Although introductory physics classes often imagine frictionless surfaces, in reality, surfaces that slide past one another almost always radiate or dissipate some of their energy away into sound or heat.   For many materials, the friction force, Ff, increases linearly with the amount of microscopic area that is actually in contact.  (If the microscopic contact area increases linearly with the applied normal load, FN, then the system obeys Amontons’ famous law, Ff = μ FN where μ is the constant friction coefficient.)  However, theoretical work [1] predicts that the friction force between incommensurate lattices grows as a fractional power of area, such that the friction force per area tends to zero.  This suggests that contacting solids could be protected from significant shear stresses by specially-designed coatings.

However, the theoretical predictions of zero friction stress relied on several simplifying assumptions.  These include neglecting the presence of free boundaries, contact shape, and the 3D elasticity of the solids.  We developed fast elastic computational methods that seamlessly interface with molecular dynamics simulations to explore this phenomenon [2]. This allowed us to find the breakdown of the effect in realistic geometry at the atomic scale [3].  The breakdown occurs when the incommensurate surfaces are able to elastically deform to approximate similar commensurate surfaces.  This happens essentially via the mechanism of introducing lattice dislocations from the boundaries.  We describe how the breakdown depends on the contact area, the atomic interactions between the solids, and the similarity of the incommensurate configuration to a lower-energy commensurate configuration.
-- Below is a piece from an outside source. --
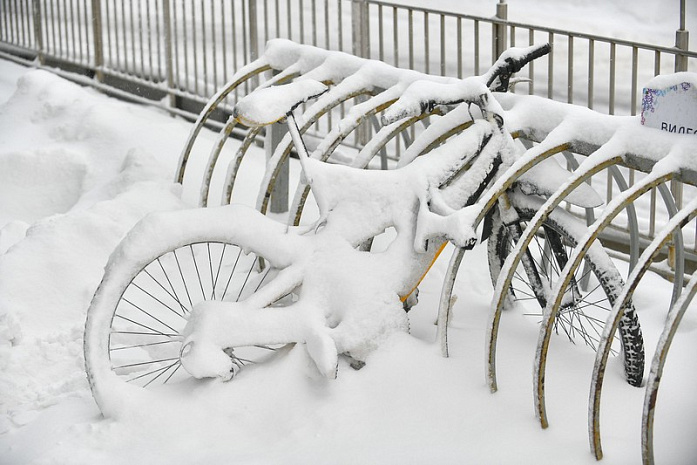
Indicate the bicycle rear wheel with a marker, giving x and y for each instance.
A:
(588, 298)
(a) The stress, τ, oscillates within a circular region of contact (of radius a) between two incommensurate materials of high stiffness. (b) Materials of low stiffness support lattice dislocations.  Atomic-scale resolution of the incommensurate lattices illustrate the origins of the stress.

 

 

[1] Hirano, Motohisa and Kazumasa Shinjo “Dynamics of friction: superlubric state.” Surface Science 283.1 (1993)
http://www.sciencedirect.com/science/article/pii/003960289391022H

[2] Pastewka, Lars, Tristan A. Sharp, and Mark O. Robbins. “Seamless elastic boundaries for atomistic calculations.” Physical Review B 86.7 (2012): 075459.
https://journals.aps.org/prb/abstract/10.1103/PhysRevB.86.075459

[3] Sharp, Tristan A., Lars Pastewka, and Mark O. Robbins. “Elasticity limits structural superlubricity in large contacts.” Physical Review B Rapid Communication 93 (2016): 121402(R)
https://journals.aps.org/prb/abstract/10.1103/PhysRevB.93.121402

Fast assessments of 3D shapes within cell populations

Within biological tissues, cell shape may be indicative of the chemical and mechanical micro-environment.  Experiments on isotropic and homogeneous packings of cells, as shown below, connect the 3D shapes with tissue properties.  Unfortunately, quantitatively measuring 3D shapes of cells is burdensome, requiring high-quality confocal microscopy and image post-processing.  Another approach to quantifying 3D cell shapes uses 2D imagery without ever reconstructing 3D shapes.  Instead, cell-vertex models with quasi realistic geometry can be used to  generate mappings between 3D shapes of cells and the ensemble of 2D shapes seen in a single image.   Researchers may now trace cells in simple 2D imagery to determine the distribution of shapes, and compare them to the model to determine the ensemble of 3D cell shapes.

We are working to release a software package to provide these 3D shape estimates from traces of 2D cells.  This method has allowed us to compare predictions from the 3D cell vertex model with experimental measurements.